Defendants contend that because the accident at issue occurred near Custer, South Dakota, and because this case has no substantial relationship to the Southern Division of the District of South Dakota, a change of venue to the Western Division is appropriate. They point out that both Plaintiffs live outside of South Dakota and will have to travel to South Dakota regardless of in which division the case is venued. Although Defendants concede that their principal places of business are both in Sioux Falls, they point out that the business activities of Regency CSP Ventures Limited Partnership primarily take place in Custer. They emphasize that the jeep tour for which the employee of Regency was working at the time of the accident in this case is operated out of Custer State Park, which is located in the Western Division. The Defendants further emphasize that the only Regency employee with first-hand knowledge of the accident resides in the Western Division. Defendants contend that many of the fact witnesses are state employees in Custer State Park and may of the medical personnel witnesses would work in the Western Division. In addition, Defendants point out that Trooper Shann Barrick from the South Dakota Highway Patrol, who investigated the accident, is from Custer County. In addition, Defendants maintain that the out-of-state nonparty witnesses are outside the court's subpoena power.

Plaintiffs contend that the key witnesses in this case are those that were involved in the collision and witnessed the same, and that the driver of the Jeep is the only key witness that resides in the Western Division of South Dakota. Plaintiffs contend the other witnesses referenced by Defendants have only second-hand information. Plaintiffs assert that Defendants' human resources director, who is in charge of safety resides in the Southern Division. The passengers in the Jeep are from Minnesota and the other witnesses to the accident are from Virginia and Missouri. Plaintiffs also point out they have continued the medical treatment of their injuries in South Carolina and that the surgeon who performed an emergency double fusion on Plaintiff Graci Finkle's neck has moved out of South Dakota.
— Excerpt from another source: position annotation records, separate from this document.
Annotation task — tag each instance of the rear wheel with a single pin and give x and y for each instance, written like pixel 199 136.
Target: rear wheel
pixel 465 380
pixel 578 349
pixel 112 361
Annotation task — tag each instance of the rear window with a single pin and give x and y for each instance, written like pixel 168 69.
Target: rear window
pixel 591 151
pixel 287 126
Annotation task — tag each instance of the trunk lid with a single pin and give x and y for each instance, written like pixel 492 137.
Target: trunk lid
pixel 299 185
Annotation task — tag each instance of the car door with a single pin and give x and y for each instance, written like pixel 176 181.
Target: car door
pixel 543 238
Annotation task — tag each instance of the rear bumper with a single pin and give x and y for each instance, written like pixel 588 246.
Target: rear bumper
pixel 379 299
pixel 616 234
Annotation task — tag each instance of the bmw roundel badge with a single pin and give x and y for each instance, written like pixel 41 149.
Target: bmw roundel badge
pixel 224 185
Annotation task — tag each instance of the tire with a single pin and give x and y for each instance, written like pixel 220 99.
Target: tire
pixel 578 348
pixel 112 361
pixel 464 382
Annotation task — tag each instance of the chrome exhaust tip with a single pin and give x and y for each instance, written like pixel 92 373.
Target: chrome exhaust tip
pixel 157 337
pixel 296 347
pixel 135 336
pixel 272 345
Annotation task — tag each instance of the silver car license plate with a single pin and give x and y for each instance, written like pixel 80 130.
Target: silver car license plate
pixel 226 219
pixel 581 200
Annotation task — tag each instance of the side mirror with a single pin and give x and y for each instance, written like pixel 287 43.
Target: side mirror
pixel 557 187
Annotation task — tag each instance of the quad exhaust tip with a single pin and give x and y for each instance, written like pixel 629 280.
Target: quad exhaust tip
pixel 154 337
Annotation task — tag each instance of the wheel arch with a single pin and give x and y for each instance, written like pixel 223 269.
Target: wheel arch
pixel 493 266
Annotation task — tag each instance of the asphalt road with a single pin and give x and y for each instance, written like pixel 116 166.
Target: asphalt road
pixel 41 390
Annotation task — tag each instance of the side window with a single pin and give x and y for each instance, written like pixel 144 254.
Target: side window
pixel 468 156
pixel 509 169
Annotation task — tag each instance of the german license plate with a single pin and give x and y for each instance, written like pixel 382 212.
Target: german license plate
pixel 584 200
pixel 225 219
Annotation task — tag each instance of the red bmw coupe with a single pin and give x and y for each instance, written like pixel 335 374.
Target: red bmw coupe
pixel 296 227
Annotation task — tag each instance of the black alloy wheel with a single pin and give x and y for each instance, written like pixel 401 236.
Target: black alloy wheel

It is unclear from the record how many, if any, of the witnesses outside the court's subpoena power will appear voluntarily. Because this is an intradistrict request for transfer, the difference in distance from one location to the other is not extraordinary. Defendants' arguments that the Western Division is more conducive to a jury viewing and that "a jury selected from the Southern Division is less likely to be familiar with the nature and customs of this particular stretch of road" where the accident occurred are not persuasive to the Court. Jury viewings are highly discretionary with the trial court and often disallowed because they are inconvenient, time-consuming and cumulative of photographic evidence and trial testimony. See United States v. Scroggins, 648 F.3d 873, 874-875 (8th Cir. 2011). In addition, members of a jury should consider only the evidence presented at trial, and not rely on their perceived familiarity with the location of the accident. After considering all of the relevant factors and the arguments of the parties, the Court has determined that under the facts of this case, the Plaintiffs' choice of forum should not be altered. Accordingly,

IT IS ORDERED that Defendants' Motion for Change of Venue (Doc. 25) is denied.